Explain Pandas and SQL Basics
Company: Rbcroyalbank
Role: Data Engineer
Category: Data Manipulation (SQL/Python)
Difficulty: easy
Interview Round: Technical Screen
You are interviewing for a Data Engineer internship. Answer the following short data-manipulation questions:
1. In pandas, what is the difference between a `Series` and a `DataFrame`? Compare their dimensionality, indexing behavior, and common use cases.
2. In SQL, what is the difference between `WHERE` and `HAVING`? Explain when each filter is applied and whether aggregate expressions can be used.

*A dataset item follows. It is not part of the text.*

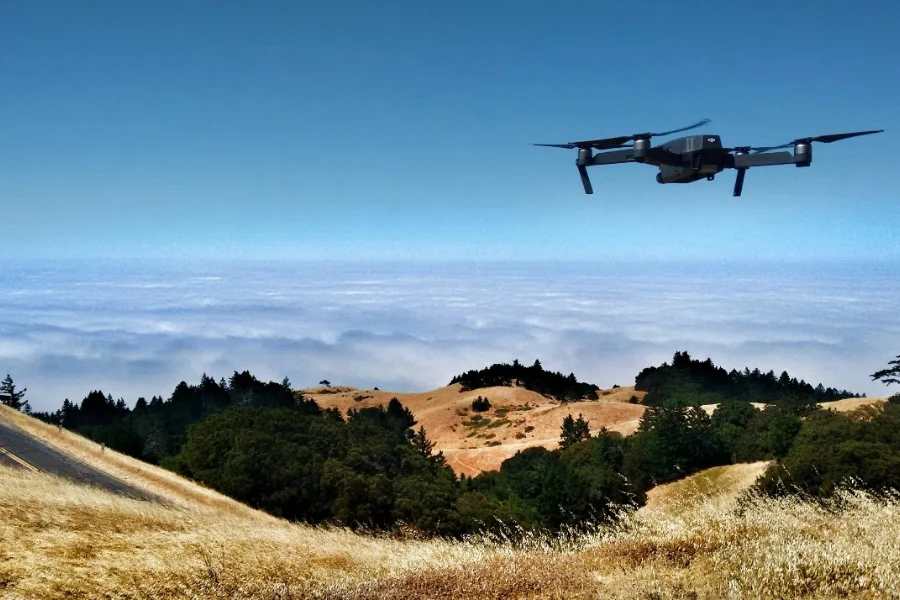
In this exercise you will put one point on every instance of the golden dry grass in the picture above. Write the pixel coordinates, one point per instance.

3. Consider a table `transactions_raw` with the following schema:
- `ingest_id BIGINT`
- `account_id BIGINT`
- `transaction_id BIGINT`
- `amount DECIMAL(12,2)`
- `transaction_ts TIMESTAMP`
Assume `transaction_ts` is stored in UTC, and there are no foreign-key relationships relevant to this task. Define a duplicate as multiple rows with the same `(account_id, transaction_id, amount, transaction_ts)`. Write a SQL query that returns all duplicate groups with the output columns: `account_id, transaction_id, amount, transaction_ts, duplicate_count`.
Quick Answer: This question evaluates understanding of pandas and SQL fundamentals—specifically pandas Series vs DataFrame distinctions, SQL WHERE vs HAVING semantics, and practical duplicate-detection in transactional data—targeting data manipulation competency for Data Engineer roles.